À Trèbes, deux ans après les attentats, une "ambiance particulière qui n’est pas liée à la pandémie"

Confinement oblige, les Trébéens sont très peu à être de sortie ce 23 mars et le Super U, théâtre du pire il y a plus deux ans, n’a pas d’autre choix que de rester ouvert, en ce jour si particulier.

Déjà les quelques clients qui sortent du Super U en cette matinée de fin de mois laissent planer une atmosphère particulière avec les masques vissés sur leurs visages et les gants à leurs mains, mais c’est autre chose qui se joue, en ce 23 mars, dans le cœur des Trébéens. Tous ceux qui, de près ou de loin, ont vécu un drame presque surréaliste il y a déjà deux ans, n’oublient pas. "Il y a aujourd’hui une ambiance particulière dans la ville qui n’est pas liée à la pandémie ou au confinement", résume le maire de la commune, Eric Ménassi. "Tout le monde y pense, on ne peut pas mettre ça de côté, continue l’édile. Rien ne l’effacera de nos mémoires, bien au contraire. Cette journée reste gravée, même si nous avons aussi la volonté d’avancer."

On est tous un peu à cran

La peur, l’angoisse, l’effroi, l’abattement et pour certains le deuil. Ces sentiments qui les accompagnent depuis ce vendredi d’horreur sont impossibles à chasser. "Le covid 19 nous oblige à nouveau à affronter l’adversité, mais il n’est pas assez fort pour nous faire oublier les quatre victimes de l’attentat", témoigne Samia Ménassi, la directrice du magasin Super U, à l’intérieur duquel le terroriste Radouane Lakdim a pénétré en 2018. "Nous avons aujourd’hui une pensée particulière pour toutes les familles celle d’Hervé Sosna, de Jean Mazières, d’Arnaud Beltrame, et celle de notre collaborateur Christian Medves ", insiste la responsable. "C’est difficile. On est tous un peu à cran. Tout le monde l’a en tête mais personne n’en parle vraiment", ajoute-t-elle.

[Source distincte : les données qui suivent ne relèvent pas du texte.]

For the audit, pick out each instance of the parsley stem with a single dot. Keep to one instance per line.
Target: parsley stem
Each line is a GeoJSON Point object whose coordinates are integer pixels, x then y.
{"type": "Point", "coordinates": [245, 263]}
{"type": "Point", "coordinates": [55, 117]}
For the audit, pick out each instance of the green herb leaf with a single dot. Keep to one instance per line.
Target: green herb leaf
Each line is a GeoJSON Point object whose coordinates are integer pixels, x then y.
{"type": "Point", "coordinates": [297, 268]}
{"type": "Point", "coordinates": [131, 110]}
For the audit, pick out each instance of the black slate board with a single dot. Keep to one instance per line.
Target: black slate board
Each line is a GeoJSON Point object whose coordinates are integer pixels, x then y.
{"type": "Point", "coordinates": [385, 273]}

Car la journée de commémoration annoncée, n’a finalement pas eu lieu. Coronavirus oblige. Et le Super U, théâtre du pire, a ouvert ses portes, comme n’importe quel autre jour. "Nous n’aurions pas pu fermer puisque nous sommes un magasin à prédominance alimentaire, explique la dirigeante de la grande surface. L’année dernière nous l’avions fait pour que les familles puissent se rendre aux commémorations." A Trèbes, tous évoquent l’envie de continuer à vivre, tout en portant la mémoire des disparus.

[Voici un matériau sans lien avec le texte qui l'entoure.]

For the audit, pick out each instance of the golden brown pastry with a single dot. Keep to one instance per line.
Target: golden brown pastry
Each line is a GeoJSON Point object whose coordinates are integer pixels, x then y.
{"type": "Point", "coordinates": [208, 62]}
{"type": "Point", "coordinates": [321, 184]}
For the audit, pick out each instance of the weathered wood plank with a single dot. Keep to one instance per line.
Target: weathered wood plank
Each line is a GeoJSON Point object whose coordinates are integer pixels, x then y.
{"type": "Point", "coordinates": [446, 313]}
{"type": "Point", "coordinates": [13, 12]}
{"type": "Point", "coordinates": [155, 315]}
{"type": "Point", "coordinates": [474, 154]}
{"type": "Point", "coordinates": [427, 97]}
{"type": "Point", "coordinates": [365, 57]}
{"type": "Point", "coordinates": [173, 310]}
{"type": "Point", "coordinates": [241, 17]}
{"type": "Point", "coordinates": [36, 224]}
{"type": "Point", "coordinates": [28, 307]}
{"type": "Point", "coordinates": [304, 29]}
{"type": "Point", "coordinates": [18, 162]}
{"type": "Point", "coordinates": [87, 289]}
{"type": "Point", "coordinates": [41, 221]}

Nathalie Medves : "Je vis avec cette douleur tous les jours"
Elle ne prend que très rarement la parole, préférant s’entourer de sa famille et ses proches et essayer de reprendre une vie normale. Nathalie Medves, la femme du chef boucher tué dans l’attaque du Super U, voit ce 23 mars comme une occasion pour les autres de se remémorer qui était Christian. De ne pas omettre dans quelles circonstances ce père de famille et mari aimant a été arraché aux siens. "Commémorer c’est ma vie depuis deux ans, raconte-t-elle. Évidemment, ça nous remue cette date (...) Mais ca ne change rien pour moi que l’on soit un 23 mars ou un autre jour. Je vis avec cette douleur tous les jours, c’est mon quotidien. Au moins aujourd’hui, je sais que les Français et même des personnes à l’étranger pensent à lui. J’ai reçu beaucoup de messages, qui viennent du monde entier."

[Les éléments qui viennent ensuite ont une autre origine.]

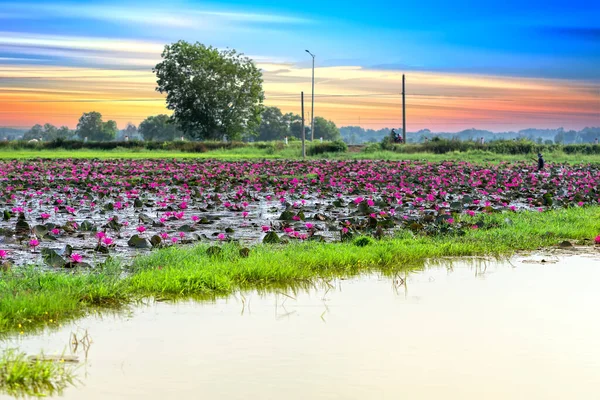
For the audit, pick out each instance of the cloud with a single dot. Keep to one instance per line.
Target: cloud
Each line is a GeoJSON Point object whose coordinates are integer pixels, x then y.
{"type": "Point", "coordinates": [581, 33]}
{"type": "Point", "coordinates": [157, 15]}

En cette journée tristement mémorable, Nathalie Medves regrette surtout de ne pas pouvoir voir ses proches, ses amis qui l’entourent depuis l’annonce du décès de son mari. "C’est le plus difficile, confie-t-elle. J’ai besoin de les avoir autour de moi."

Elle évoque également l’enquête et la réunion récente, organisée à Carcassonne, avec le procureur et les juges d’instructions parisiens, qui "prouve qu’ils continuent à chercher". "Mais ça ne m’apporte rien personnellement, indique-t-elle. Il faut que les personnes impliquées soient punies, mais ça ne me ramènera pas mon mari et ça ne changera rien à mon quotidien". "Je n’attends pas après l’enquête. Il faut aller de l’avant pour mes filles et mes petites-filles", conclut-elle.

Publié par Laure Mamet pour l’Indépendant (images : Claude Boyer), le 23 mars 2020.